Sen. Arlen Specter’s announcement that he would not support a cloture vote on the Employee Free Choice Act may stall action for now on the bill, the center of a fierce fight between labor unions and business groups. But construction union and industry officials are not ruling out a vote on the measure before Memorial Day. Major retailers now are proposing a compromise.

“I won’t be satisfied that the bill is dead until Congress adjourns…in 2010,” says Stephen Sandherr, chief executive officer of the Associated General Contractors, which opposes the legislation.

Specter, the lone Republican to vote to close debate on the bill in 2007, says he does not support a similar vote now. “The problems of the recession make this a particularly bad time to enact Employee Free Choice legislation,” the Pennsylvanian says, adding that if the economy improves, he would reconsider his position.

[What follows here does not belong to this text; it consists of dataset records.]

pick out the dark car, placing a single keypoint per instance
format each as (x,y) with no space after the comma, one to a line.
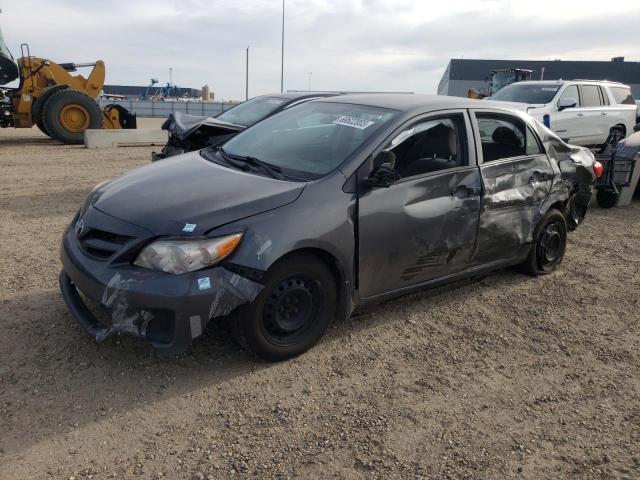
(316,211)
(188,133)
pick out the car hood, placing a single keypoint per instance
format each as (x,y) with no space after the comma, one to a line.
(187,189)
(181,125)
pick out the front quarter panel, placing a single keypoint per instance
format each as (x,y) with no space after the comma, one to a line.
(321,218)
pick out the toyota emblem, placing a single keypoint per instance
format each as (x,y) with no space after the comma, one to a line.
(79,227)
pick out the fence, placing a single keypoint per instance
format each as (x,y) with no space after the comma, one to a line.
(146,108)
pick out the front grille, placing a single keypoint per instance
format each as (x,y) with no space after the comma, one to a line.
(101,244)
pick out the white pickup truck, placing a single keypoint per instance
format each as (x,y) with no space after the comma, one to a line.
(582,112)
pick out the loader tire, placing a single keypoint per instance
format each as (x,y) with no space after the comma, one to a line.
(68,113)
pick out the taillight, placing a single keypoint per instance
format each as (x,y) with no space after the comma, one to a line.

The measure, organized labor’s top legislative priority, would make it easier for unions to organize by allowing employees to form a union when a majority signs authorization cards, rather than through a secret-ballot election. Supporters say the bill would level the field between employers and employees. Critics, who call the measure the “card check” bill, say a secret ballot protects workers from intimidation by union organizers.

Specter
The lone Republican to vote for cloture on the Employee Free Choice Act in 2007 says he will not support ending debate this time around, unless the economy substantially improves
— SPECTER

Some moderate Senate Democrats are talking about a compromise. The CEOs of Starbucks, Whole Foods and Costco on March 21 floated what they call a “third way,” which would permit secret-ballot elections but limit their duration and impose stiffer penalties for labor violations. Lanny Davis, an attorney with the Washington, D.C., office of Orrick, Herrington & Sutcliffe, which represents the corporations, says the staffs of almost two dozen Democratic and Republican senators have expressed interest in the idea.

Business groups and unions flatly reject the plan. “We are not interested in a compromise on EFCA,” says Geoff Burr, the Associated Builders and Contractors’ vice president of government affairs. “There are some people out there who are talking about compromise, but it is not the business community and it’s not organized labor.” Terry O’Sullivan, Laborers’ International Union of North America general president, says the proposal “is simply a ploy to derail the steady advancement of the Employee Free Choice Act in Congress.”

Sandherr says the compromise “could be used as a Trojan horse to get the 60 votes in the Senate,” and then a House-Senate conference could produce a final bill that resembles the original one.

Tom Owens, spokesman for the AFL-CIO Building and Construction Trades Dept., says unions had anticipated the bill would be modified as it progressed through Congress. “It is our understanding that they are moving toward markup [in committee], and we’ll see what happens in the markup,” he says.